In a case–control study in a cohort of deceased funeral industry workers, those who died from lymphohematopoietic malignancies and brain tumors were compared with control subjects. Lifetime work practices and exposures to formaldehyde were obtained by interviews with next of kin and coworkers.
The number of years of embalming practice and related formaldehyde exposures in the funeral industry was associated with statistically significantly increased mortality from myeloid leukemia. No associations were observed with other lymphohematopoietic malignancies. Associations with brain cancer were unclear.

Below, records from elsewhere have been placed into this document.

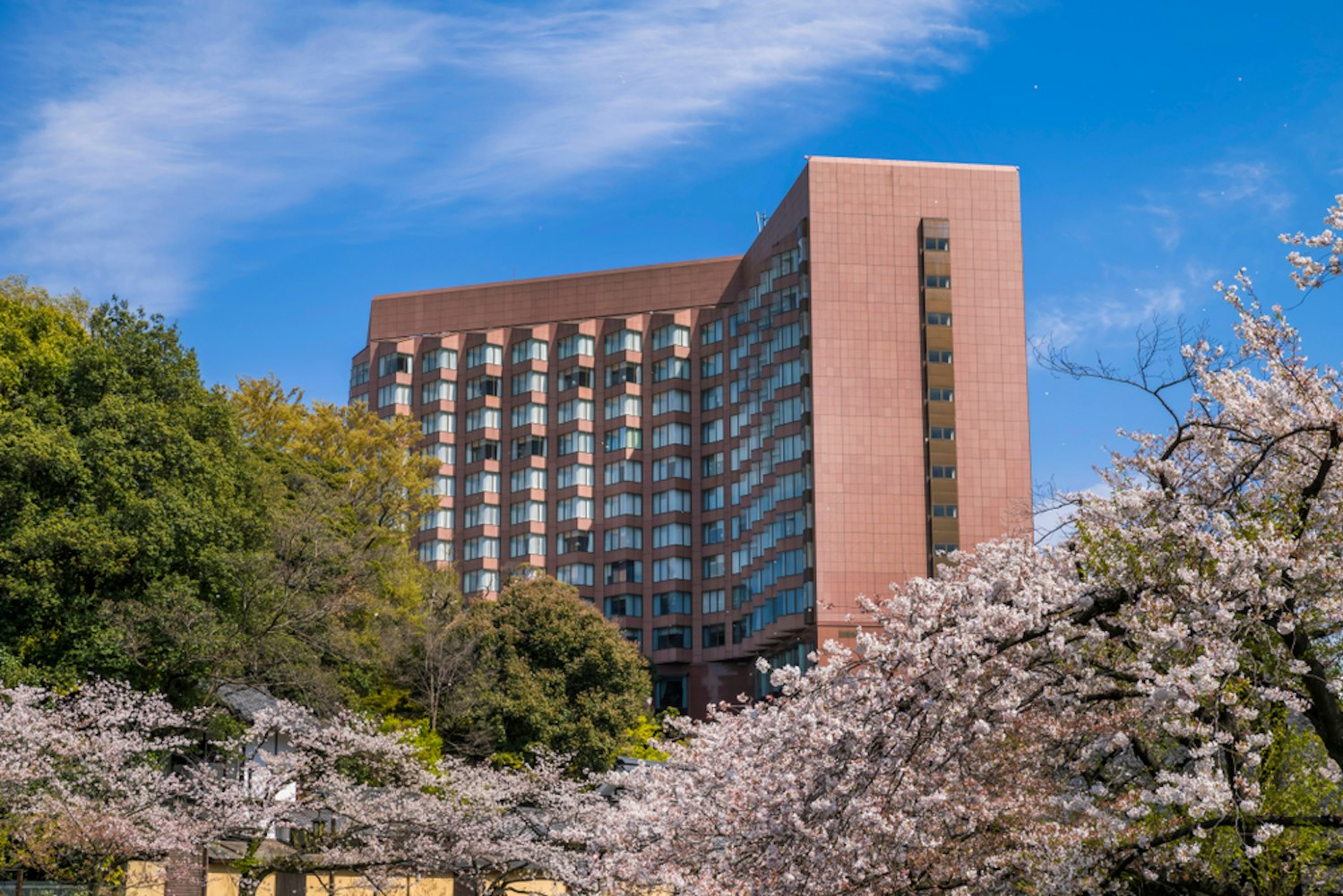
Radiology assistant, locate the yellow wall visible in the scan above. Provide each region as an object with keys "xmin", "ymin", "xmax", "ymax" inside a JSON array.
[{"xmin": 125, "ymin": 863, "xmax": 568, "ymax": 896}]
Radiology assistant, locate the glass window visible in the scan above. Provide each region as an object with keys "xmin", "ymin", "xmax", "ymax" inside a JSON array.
[
  {"xmin": 605, "ymin": 426, "xmax": 643, "ymax": 452},
  {"xmin": 419, "ymin": 508, "xmax": 452, "ymax": 532},
  {"xmin": 559, "ymin": 333, "xmax": 595, "ymax": 360},
  {"xmin": 555, "ymin": 398, "xmax": 594, "ymax": 423},
  {"xmin": 555, "ymin": 433, "xmax": 597, "ymax": 457},
  {"xmin": 653, "ymin": 390, "xmax": 690, "ymax": 417},
  {"xmin": 653, "ymin": 489, "xmax": 690, "ymax": 513},
  {"xmin": 377, "ymin": 385, "xmax": 411, "ymax": 407},
  {"xmin": 555, "ymin": 530, "xmax": 592, "ymax": 555},
  {"xmin": 653, "ymin": 457, "xmax": 690, "ymax": 482},
  {"xmin": 602, "ymin": 461, "xmax": 643, "ymax": 485},
  {"xmin": 466, "ymin": 407, "xmax": 504, "ymax": 433},
  {"xmin": 603, "ymin": 329, "xmax": 643, "ymax": 355},
  {"xmin": 508, "ymin": 501, "xmax": 546, "ymax": 525},
  {"xmin": 555, "ymin": 463, "xmax": 595, "ymax": 489},
  {"xmin": 511, "ymin": 339, "xmax": 551, "ymax": 364},
  {"xmin": 466, "ymin": 376, "xmax": 500, "ymax": 401},
  {"xmin": 653, "ymin": 557, "xmax": 694, "ymax": 582},
  {"xmin": 555, "ymin": 563, "xmax": 592, "ymax": 586},
  {"xmin": 462, "ymin": 570, "xmax": 500, "ymax": 594},
  {"xmin": 701, "ymin": 554, "xmax": 727, "ymax": 579},
  {"xmin": 462, "ymin": 504, "xmax": 500, "ymax": 529},
  {"xmin": 602, "ymin": 525, "xmax": 643, "ymax": 551},
  {"xmin": 653, "ymin": 323, "xmax": 690, "ymax": 352},
  {"xmin": 559, "ymin": 366, "xmax": 592, "ymax": 392},
  {"xmin": 466, "ymin": 342, "xmax": 504, "ymax": 368},
  {"xmin": 603, "ymin": 560, "xmax": 643, "ymax": 584},
  {"xmin": 377, "ymin": 352, "xmax": 411, "ymax": 376},
  {"xmin": 605, "ymin": 395, "xmax": 642, "ymax": 420},
  {"xmin": 462, "ymin": 470, "xmax": 500, "ymax": 495},
  {"xmin": 509, "ymin": 468, "xmax": 546, "ymax": 494},
  {"xmin": 462, "ymin": 535, "xmax": 500, "ymax": 560},
  {"xmin": 466, "ymin": 439, "xmax": 500, "ymax": 463},
  {"xmin": 513, "ymin": 373, "xmax": 546, "ymax": 395},
  {"xmin": 653, "ymin": 522, "xmax": 690, "ymax": 548},
  {"xmin": 508, "ymin": 532, "xmax": 546, "ymax": 559},
  {"xmin": 703, "ymin": 452, "xmax": 722, "ymax": 478},
  {"xmin": 700, "ymin": 589, "xmax": 727, "ymax": 614},
  {"xmin": 418, "ymin": 538, "xmax": 452, "ymax": 563},
  {"xmin": 512, "ymin": 403, "xmax": 546, "ymax": 427},
  {"xmin": 420, "ymin": 380, "xmax": 457, "ymax": 404},
  {"xmin": 653, "ymin": 626, "xmax": 690, "ymax": 652},
  {"xmin": 606, "ymin": 594, "xmax": 643, "ymax": 616},
  {"xmin": 653, "ymin": 423, "xmax": 690, "ymax": 449},
  {"xmin": 653, "ymin": 358, "xmax": 690, "ymax": 383},
  {"xmin": 602, "ymin": 492, "xmax": 643, "ymax": 520},
  {"xmin": 606, "ymin": 361, "xmax": 643, "ymax": 387},
  {"xmin": 555, "ymin": 497, "xmax": 592, "ymax": 522},
  {"xmin": 653, "ymin": 591, "xmax": 694, "ymax": 616},
  {"xmin": 420, "ymin": 348, "xmax": 457, "ymax": 374},
  {"xmin": 513, "ymin": 435, "xmax": 546, "ymax": 461},
  {"xmin": 700, "ymin": 520, "xmax": 727, "ymax": 544}
]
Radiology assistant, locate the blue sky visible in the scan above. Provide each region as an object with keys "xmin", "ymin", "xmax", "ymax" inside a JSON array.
[{"xmin": 0, "ymin": 0, "xmax": 1343, "ymax": 502}]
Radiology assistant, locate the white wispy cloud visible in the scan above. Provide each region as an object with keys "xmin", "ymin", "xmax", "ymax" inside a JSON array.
[
  {"xmin": 1031, "ymin": 285, "xmax": 1186, "ymax": 348},
  {"xmin": 433, "ymin": 0, "xmax": 980, "ymax": 200},
  {"xmin": 1198, "ymin": 161, "xmax": 1292, "ymax": 213},
  {"xmin": 1130, "ymin": 194, "xmax": 1184, "ymax": 251},
  {"xmin": 0, "ymin": 0, "xmax": 979, "ymax": 310}
]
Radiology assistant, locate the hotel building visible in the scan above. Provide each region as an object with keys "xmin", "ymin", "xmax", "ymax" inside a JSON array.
[{"xmin": 350, "ymin": 157, "xmax": 1030, "ymax": 712}]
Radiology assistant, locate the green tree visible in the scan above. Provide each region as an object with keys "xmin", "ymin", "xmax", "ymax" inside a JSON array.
[
  {"xmin": 442, "ymin": 578, "xmax": 650, "ymax": 771},
  {"xmin": 0, "ymin": 278, "xmax": 263, "ymax": 699},
  {"xmin": 216, "ymin": 379, "xmax": 444, "ymax": 711}
]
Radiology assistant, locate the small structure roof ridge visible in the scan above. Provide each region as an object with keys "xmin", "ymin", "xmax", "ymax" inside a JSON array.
[{"xmin": 807, "ymin": 156, "xmax": 1020, "ymax": 170}]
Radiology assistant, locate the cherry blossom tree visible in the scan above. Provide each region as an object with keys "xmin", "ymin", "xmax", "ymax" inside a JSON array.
[
  {"xmin": 0, "ymin": 681, "xmax": 205, "ymax": 893},
  {"xmin": 194, "ymin": 702, "xmax": 600, "ymax": 893},
  {"xmin": 590, "ymin": 196, "xmax": 1343, "ymax": 895},
  {"xmin": 0, "ymin": 681, "xmax": 606, "ymax": 893}
]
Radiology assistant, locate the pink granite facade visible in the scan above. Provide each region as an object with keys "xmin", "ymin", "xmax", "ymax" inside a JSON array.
[{"xmin": 350, "ymin": 157, "xmax": 1030, "ymax": 712}]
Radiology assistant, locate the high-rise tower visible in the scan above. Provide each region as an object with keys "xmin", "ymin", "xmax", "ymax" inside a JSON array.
[{"xmin": 350, "ymin": 157, "xmax": 1030, "ymax": 712}]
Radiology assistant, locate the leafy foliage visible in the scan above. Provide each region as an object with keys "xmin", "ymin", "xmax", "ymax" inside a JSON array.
[
  {"xmin": 0, "ymin": 278, "xmax": 263, "ymax": 697},
  {"xmin": 594, "ymin": 196, "xmax": 1343, "ymax": 896},
  {"xmin": 444, "ymin": 576, "xmax": 650, "ymax": 771}
]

Further studies are warranted to investigate the risk of leukemia in relation to specific embalming practices and exposures and to investigate this risk in other groups of professionals who are exposed to formaldehyde and have an increased risk of leukemia (ie, anatomists and pathologists).

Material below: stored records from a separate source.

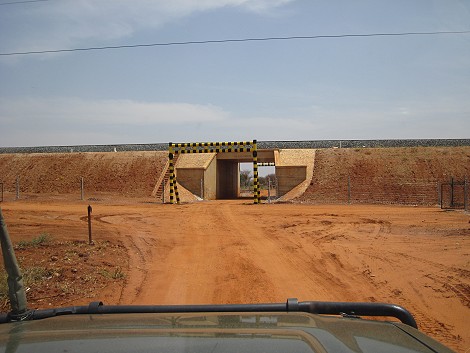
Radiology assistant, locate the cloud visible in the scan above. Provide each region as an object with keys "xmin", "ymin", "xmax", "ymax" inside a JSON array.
[{"xmin": 0, "ymin": 0, "xmax": 294, "ymax": 52}]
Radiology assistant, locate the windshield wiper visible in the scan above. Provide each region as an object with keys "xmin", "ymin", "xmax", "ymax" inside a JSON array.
[{"xmin": 0, "ymin": 208, "xmax": 417, "ymax": 328}]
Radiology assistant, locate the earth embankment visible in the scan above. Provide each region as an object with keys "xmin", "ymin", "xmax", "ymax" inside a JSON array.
[
  {"xmin": 297, "ymin": 147, "xmax": 470, "ymax": 205},
  {"xmin": 0, "ymin": 152, "xmax": 168, "ymax": 197}
]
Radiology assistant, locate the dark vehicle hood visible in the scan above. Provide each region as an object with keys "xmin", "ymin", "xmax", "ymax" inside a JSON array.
[{"xmin": 0, "ymin": 313, "xmax": 451, "ymax": 353}]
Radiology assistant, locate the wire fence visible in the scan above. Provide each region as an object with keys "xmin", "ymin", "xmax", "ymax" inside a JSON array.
[
  {"xmin": 299, "ymin": 176, "xmax": 470, "ymax": 210},
  {"xmin": 0, "ymin": 176, "xmax": 470, "ymax": 211}
]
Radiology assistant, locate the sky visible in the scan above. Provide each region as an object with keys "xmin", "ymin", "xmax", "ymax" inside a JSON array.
[{"xmin": 0, "ymin": 0, "xmax": 470, "ymax": 147}]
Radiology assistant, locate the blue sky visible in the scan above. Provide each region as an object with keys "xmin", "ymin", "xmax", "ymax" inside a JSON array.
[{"xmin": 0, "ymin": 0, "xmax": 470, "ymax": 147}]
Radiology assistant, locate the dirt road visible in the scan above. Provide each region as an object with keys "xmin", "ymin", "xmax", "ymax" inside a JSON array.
[{"xmin": 2, "ymin": 200, "xmax": 470, "ymax": 352}]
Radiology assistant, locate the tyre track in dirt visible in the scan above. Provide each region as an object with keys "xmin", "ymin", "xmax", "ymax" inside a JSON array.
[
  {"xmin": 348, "ymin": 220, "xmax": 470, "ymax": 349},
  {"xmin": 2, "ymin": 200, "xmax": 470, "ymax": 352}
]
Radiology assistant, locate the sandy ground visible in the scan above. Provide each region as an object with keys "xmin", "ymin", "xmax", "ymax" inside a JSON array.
[{"xmin": 0, "ymin": 199, "xmax": 470, "ymax": 352}]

Exposures to formaldehyde were obtained from interviews with next of kin and coworkers. There were relatively few deaths from myeloid leukemia among case subjects. There was a considerable amount of missing data that required imputation for analyses.
From the Editors
In recent decades, more than 2 million US workers are exposed to formaldehyde (1), including anatomists, pathologists, and professionals who are employed in the funeral industry and who handle bodies or biological specimens preserved with formaldehyde. Surveys of causes of death in these professions have shown excess numbers of lymphohematopoietic malignancies (2–11), in particular nonlymphocytic leukemia (3–6), and brain cancer (2–6,9–12) among these groups. However, specific work practices and exposures were not characterized in these studies (2–12)—three of which (4–6) used length of licensure to approximate duration of employment and obtained inconsistent results. Recently, some studies (2,13–15) of industrial workers exposed to formaldehyde noted excess numbers of deaths from lymphohematopoietic malignancies. One of these studies (15) used quantitative exposure estimates and observed an association for peak formaldehyde exposure, which is consistent with formaldehyde being a causative agent for lymphohematopoietic malignancies.

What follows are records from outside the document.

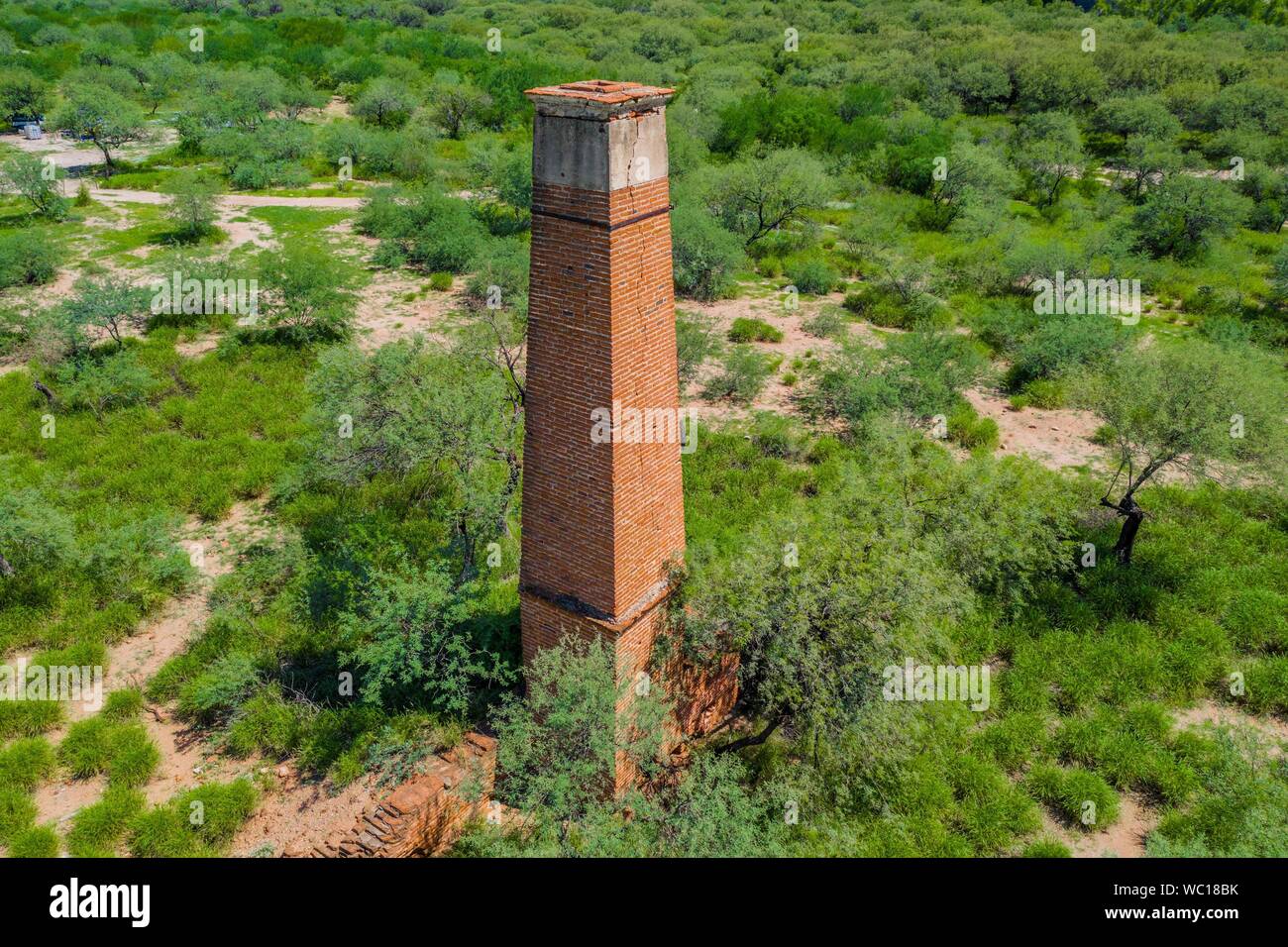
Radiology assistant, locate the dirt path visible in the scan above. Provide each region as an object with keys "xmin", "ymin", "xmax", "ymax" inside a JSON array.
[
  {"xmin": 963, "ymin": 388, "xmax": 1105, "ymax": 471},
  {"xmin": 35, "ymin": 502, "xmax": 267, "ymax": 824},
  {"xmin": 63, "ymin": 181, "xmax": 365, "ymax": 210},
  {"xmin": 677, "ymin": 292, "xmax": 849, "ymax": 421},
  {"xmin": 1042, "ymin": 792, "xmax": 1158, "ymax": 858},
  {"xmin": 1176, "ymin": 699, "xmax": 1288, "ymax": 758}
]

A recent review by the International Agency for Research on Cancer classified formaldehyde as a human carcinogen (group I) because of its genotoxic characteristics, because of experimental observations of nasal cancer in rodents, and because of epidemiological evidence showing excess numbers of patients with or deaths from nasopharyngeal cancer among exposed groups (16,17). The evidence on occupational exposure to formaldehyde and leukemia was considered strong, but it was not sufficient to establish causality.
To follow-up leads from mortality surveys, we investigated the relationships of lifetime work histories, work practices, and predicted formaldehyde exposure levels in the funeral industry to risk for leukemia, other lymphohematopoietic malignancies, and brain cancer. Nasopharyngeal cancer was also of interest but, as expected, few deaths from this rare disease were identified.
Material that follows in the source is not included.